Iterative Dadda Tree Architecture for High-Performance Booth and Wallace Multipliers

The proposed work presents two hybrid multiplier architectures—Dadda-Wallace and Dadda-Booth—designed to address the increasing demand for fast, area-efficient, and low-power multiplication units in modern digital systems. The Dadda-Wallace hybrid combines the compact, hardware-efficient reduction strategy of the Dadda multiplier with the parallel, high-speed compression of the Wallace tree, achieving a balanced trade-off between area and delay. The Dadda-Booth hybrid integrates Booth encoding for signed number multiplication with the Dadda reduction tree, enabling efficient handling of signed operands while minimizing partial products and reducing overall computation time. Both architectures target scalability and adaptability across varying operand sizes, making them suitable for embedded systems, machine learning accelerators, and digital signal processing applications.
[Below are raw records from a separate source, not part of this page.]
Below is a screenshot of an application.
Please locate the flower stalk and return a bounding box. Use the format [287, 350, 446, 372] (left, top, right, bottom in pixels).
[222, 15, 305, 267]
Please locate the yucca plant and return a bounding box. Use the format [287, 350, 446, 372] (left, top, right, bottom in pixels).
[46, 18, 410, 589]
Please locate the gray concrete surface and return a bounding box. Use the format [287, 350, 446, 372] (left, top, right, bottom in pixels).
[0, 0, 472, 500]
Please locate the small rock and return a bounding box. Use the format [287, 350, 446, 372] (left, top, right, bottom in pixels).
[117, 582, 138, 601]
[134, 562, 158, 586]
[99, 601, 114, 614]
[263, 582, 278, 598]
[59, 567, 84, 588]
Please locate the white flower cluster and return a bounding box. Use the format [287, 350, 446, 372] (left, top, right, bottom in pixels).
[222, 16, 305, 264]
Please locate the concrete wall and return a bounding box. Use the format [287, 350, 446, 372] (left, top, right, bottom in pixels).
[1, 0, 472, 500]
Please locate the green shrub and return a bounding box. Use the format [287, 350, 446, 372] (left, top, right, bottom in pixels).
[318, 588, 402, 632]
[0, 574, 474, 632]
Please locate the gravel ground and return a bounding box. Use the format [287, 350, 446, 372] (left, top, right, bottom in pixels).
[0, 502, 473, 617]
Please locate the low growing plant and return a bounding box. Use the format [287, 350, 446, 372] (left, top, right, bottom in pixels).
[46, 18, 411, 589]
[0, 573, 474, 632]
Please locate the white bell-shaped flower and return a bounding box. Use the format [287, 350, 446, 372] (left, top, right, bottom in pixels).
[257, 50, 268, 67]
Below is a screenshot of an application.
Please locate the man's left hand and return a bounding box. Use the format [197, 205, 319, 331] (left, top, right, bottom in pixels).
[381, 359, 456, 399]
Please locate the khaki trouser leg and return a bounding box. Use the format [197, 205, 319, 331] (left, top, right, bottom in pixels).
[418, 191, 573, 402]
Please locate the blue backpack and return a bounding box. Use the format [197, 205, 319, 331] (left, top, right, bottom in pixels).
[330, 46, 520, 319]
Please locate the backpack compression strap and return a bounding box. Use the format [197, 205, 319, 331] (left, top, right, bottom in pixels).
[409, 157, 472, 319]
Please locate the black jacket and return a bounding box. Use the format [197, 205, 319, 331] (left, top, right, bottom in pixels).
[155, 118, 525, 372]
Through comprehensive analysis and benchmarking, the proposed Booth-Dadda architecture achieves outstanding results, including a LUT utilization of just 0.10% (134/133,800), I/O utilization of 6.40% (32/500), a worst hold slack of 5.632 ns, total on-chip power consumption of only 0.12 W, and stable thermal characteristics at 25.2 °C with a margin of 74.8 °C. These hybrids demonstrate superior performance compared to traditional multipliers by effectively reducing critical path latency, minimizing gate count, and maintaining computational accuracy. This research fills the gap left by conventional multiplier architectures that often optimize only one or two metrics, presenting a holistic approach that meets modern computing demands with an optimal Power-Performance-Area (PPA) trade-off.